Папа был бисексуалом. Он делил ложе с замужней женщиной и ее дочерью, а также пытался — и, похоже, не без успеха — соблазнять миловидных юношей. Ему приписывали высказывание, что половой акт — это не больший грех, чем потирание ладоней[139]. Папу с полным основанием можно было обвинить в адюльтере и содомии, но он вряд ли заходил так далеко, как предполагал Ногаре, — в своем выступлении перед Генеральными Штатами он обвинил Бенедикта в симонии, колдовстве, а также в том, что в его перстне живет прирученный демон, который появляется по ночам и на папской кровати предается немыслимому разврату с понтификом.
Бонифаций не отступил перед этим хитроумным натиском и отправил своих легатов во Францию, которые должны были заставить французское духовенство подчиниться его требованиям.
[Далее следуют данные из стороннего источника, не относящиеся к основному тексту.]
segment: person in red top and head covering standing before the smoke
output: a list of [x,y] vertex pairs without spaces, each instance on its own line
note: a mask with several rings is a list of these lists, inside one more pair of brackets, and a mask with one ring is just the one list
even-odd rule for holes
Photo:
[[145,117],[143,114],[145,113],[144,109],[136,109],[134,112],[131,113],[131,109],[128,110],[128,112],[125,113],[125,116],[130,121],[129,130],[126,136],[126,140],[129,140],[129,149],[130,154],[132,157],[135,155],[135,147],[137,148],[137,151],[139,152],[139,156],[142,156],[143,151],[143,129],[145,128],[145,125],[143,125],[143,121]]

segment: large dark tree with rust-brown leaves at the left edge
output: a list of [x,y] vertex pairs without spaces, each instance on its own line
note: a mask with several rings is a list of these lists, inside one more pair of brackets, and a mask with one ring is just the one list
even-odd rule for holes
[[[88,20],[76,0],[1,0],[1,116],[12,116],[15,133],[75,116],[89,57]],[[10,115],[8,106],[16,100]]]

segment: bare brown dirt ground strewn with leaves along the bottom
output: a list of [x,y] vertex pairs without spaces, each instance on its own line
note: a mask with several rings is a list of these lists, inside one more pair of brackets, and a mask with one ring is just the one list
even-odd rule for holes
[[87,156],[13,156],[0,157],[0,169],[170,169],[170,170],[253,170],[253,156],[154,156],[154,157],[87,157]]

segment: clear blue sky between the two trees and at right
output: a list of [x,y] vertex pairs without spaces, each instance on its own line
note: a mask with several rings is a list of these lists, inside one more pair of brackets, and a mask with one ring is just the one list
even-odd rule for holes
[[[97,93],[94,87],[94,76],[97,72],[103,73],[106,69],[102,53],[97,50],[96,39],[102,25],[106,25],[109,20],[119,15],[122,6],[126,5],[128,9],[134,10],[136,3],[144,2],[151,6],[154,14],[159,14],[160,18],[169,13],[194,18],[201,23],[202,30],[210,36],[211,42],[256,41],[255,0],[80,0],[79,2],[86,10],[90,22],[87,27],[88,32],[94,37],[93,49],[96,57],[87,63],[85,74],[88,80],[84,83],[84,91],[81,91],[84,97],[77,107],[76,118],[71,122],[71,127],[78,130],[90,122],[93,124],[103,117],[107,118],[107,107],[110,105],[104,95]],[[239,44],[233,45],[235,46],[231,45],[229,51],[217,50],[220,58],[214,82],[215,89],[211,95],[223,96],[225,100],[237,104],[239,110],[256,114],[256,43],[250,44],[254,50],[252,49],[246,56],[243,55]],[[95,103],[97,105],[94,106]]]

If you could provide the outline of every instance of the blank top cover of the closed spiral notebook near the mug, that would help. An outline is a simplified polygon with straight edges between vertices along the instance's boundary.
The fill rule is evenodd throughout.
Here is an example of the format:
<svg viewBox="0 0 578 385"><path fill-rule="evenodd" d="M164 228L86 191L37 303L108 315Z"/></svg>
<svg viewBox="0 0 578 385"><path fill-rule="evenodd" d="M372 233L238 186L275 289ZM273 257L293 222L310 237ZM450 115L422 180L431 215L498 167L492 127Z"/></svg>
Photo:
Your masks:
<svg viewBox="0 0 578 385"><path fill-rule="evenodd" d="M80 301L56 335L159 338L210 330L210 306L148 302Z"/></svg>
Последовали жаркие споры, после чего король, его супруга и сын публично обратились за поддержкой к духовенству, выступавшему за независимость Франции. Противостояние постепенно превращалось в фарс. Король перехватил папскую буллу, в которой Бонифаций хотел объявить о его отлучении от церкви, и отлучение было предотвращено. В этот момент Бонифаций окончательно потерял контроль над собой и, ссылаясь на «Константинов дар», который якобы давал ему право назначать и свергать королей, предложил французский трон австрийскому императору Альберту.